As long as the United States continues to summarily deport Salvadorans who break the law in the country, it will be difficult to rein in the gang violence.
Mass deportations to El Salvador in the 1990s and a failure to coordinate with Salvadoran authorities make the United States partly responsible for the rise of violent gangs in the Central American country, Salvadoran observers have said.
Following a wave of armed violence and murders that claimed the lives of 87 people in 72 hours, the Salvadoran government on March 27 launched an offensive against the gangs, or "maras," under a State of Exception. So far, authorities have arrested more than 21,000 suspected gang members and collaborators, leading to a drop in homicides, disappearances, extortion and other violent crimes.
Salvadoran anthropologist Marvin Aguilar said the government crackdown on gangs enjoys great popular support from a public weary of the constant violence that has marred life in El Salvador for the past 30 years. Over this period, the gangs have grown out of control, increasingly aware of their own power and capacity to terrorize and dominate communities.
While the successive Salvadoran governments since 1992, when peace accords that put an end to years of civil war were signed, also bore blame for the proliferation of gangs, the United States played a role by "mass deporting Salvadorans it considered a nuisance... without taking any preventive measures," said Aguilar.
The emergence of the criminal gangs that plagued El Salvador and other Central American countries, such as Honduras and Guatemala, can be traced back to the 1980s in the U.S. city of Los Angeles, California, studies showed.
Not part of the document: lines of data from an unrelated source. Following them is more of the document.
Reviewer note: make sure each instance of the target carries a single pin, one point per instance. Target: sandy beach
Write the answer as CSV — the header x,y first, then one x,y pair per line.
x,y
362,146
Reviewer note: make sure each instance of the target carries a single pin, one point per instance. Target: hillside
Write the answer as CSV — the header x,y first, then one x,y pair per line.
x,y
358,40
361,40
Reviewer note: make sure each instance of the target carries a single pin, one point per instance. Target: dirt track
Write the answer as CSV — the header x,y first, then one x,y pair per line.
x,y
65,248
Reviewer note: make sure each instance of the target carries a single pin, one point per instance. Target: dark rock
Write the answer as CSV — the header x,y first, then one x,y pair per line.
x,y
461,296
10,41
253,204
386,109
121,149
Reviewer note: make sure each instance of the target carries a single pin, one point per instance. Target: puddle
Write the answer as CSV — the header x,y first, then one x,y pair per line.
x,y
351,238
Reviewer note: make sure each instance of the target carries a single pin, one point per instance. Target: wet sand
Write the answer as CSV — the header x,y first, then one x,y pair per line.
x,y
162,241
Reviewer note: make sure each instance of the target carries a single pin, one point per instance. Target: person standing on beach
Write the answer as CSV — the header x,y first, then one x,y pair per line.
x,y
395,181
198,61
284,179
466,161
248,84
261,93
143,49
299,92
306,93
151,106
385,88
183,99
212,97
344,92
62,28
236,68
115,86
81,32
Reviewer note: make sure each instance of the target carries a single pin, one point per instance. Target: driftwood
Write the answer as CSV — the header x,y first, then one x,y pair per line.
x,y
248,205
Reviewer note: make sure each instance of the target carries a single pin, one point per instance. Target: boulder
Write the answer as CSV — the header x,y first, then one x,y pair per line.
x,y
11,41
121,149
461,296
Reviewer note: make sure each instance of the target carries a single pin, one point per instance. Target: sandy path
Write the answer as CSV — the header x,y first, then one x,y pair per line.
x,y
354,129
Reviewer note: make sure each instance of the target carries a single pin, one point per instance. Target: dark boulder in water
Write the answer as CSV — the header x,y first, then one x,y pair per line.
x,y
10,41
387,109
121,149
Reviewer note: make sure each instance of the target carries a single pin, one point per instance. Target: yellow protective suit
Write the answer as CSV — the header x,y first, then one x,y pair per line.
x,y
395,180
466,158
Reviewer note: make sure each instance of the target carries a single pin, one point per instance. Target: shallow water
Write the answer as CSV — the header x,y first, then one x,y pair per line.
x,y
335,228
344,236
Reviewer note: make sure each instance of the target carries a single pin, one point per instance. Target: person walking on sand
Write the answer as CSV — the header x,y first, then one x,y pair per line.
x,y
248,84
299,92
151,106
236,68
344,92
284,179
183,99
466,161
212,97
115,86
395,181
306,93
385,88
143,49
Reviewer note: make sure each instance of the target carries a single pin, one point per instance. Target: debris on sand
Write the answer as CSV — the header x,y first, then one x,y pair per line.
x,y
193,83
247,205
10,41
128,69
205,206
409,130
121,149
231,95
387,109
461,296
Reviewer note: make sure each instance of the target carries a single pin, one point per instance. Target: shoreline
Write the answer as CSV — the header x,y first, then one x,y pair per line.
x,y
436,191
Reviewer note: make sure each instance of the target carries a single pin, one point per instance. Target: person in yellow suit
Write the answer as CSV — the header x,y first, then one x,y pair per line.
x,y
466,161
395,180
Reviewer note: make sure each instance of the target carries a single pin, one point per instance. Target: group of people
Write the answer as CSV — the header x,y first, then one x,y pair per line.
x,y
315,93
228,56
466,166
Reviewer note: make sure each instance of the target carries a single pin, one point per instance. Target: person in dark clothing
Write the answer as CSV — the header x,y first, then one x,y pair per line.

Many Salvadorans who fled the civil war settled in L.A., gradually organizing to defend themselves from discrimination and abuse from the authorities and other Latino or African-American minorities.
The objective of these organizations changed over time, evolving into criminal gangs involved in robberies, assaults, drug trafficking, extortion and homicides. The U.S. response was to deport gang members, who brought their gang way of life to their countries of origin. The deported were young people, some of whom had not even lived in El Salvador, and they were thrown into the streets outside the airport.
"The way they found to survive was to recruit young people in the poorest communities, making them see that solidarity and brotherhood could solve the problems of poverty and marginalization," Aguilar said.
According to Salvadoran security and criminology expert Ricardo Sosa, as long as the United States continues to summarily deport Salvadorans who break the law in the country, it will be difficult to rein in the gang violence.
"If these Salvadorans are committing crimes within the United States, they should be legally tried -- captured and prosecuted there. They should have the right to... defend themselves within the United States," Sosa said, adding that the United States "has not found an answer to the problem of the gangs and yet it wants to give us instructions -- that is not credible."
Salvadoran President Nayib Bukele has accused U.S. officials of being insincere when they allege Washington supports and supported the fight against gang violence in El Salvador and Central America.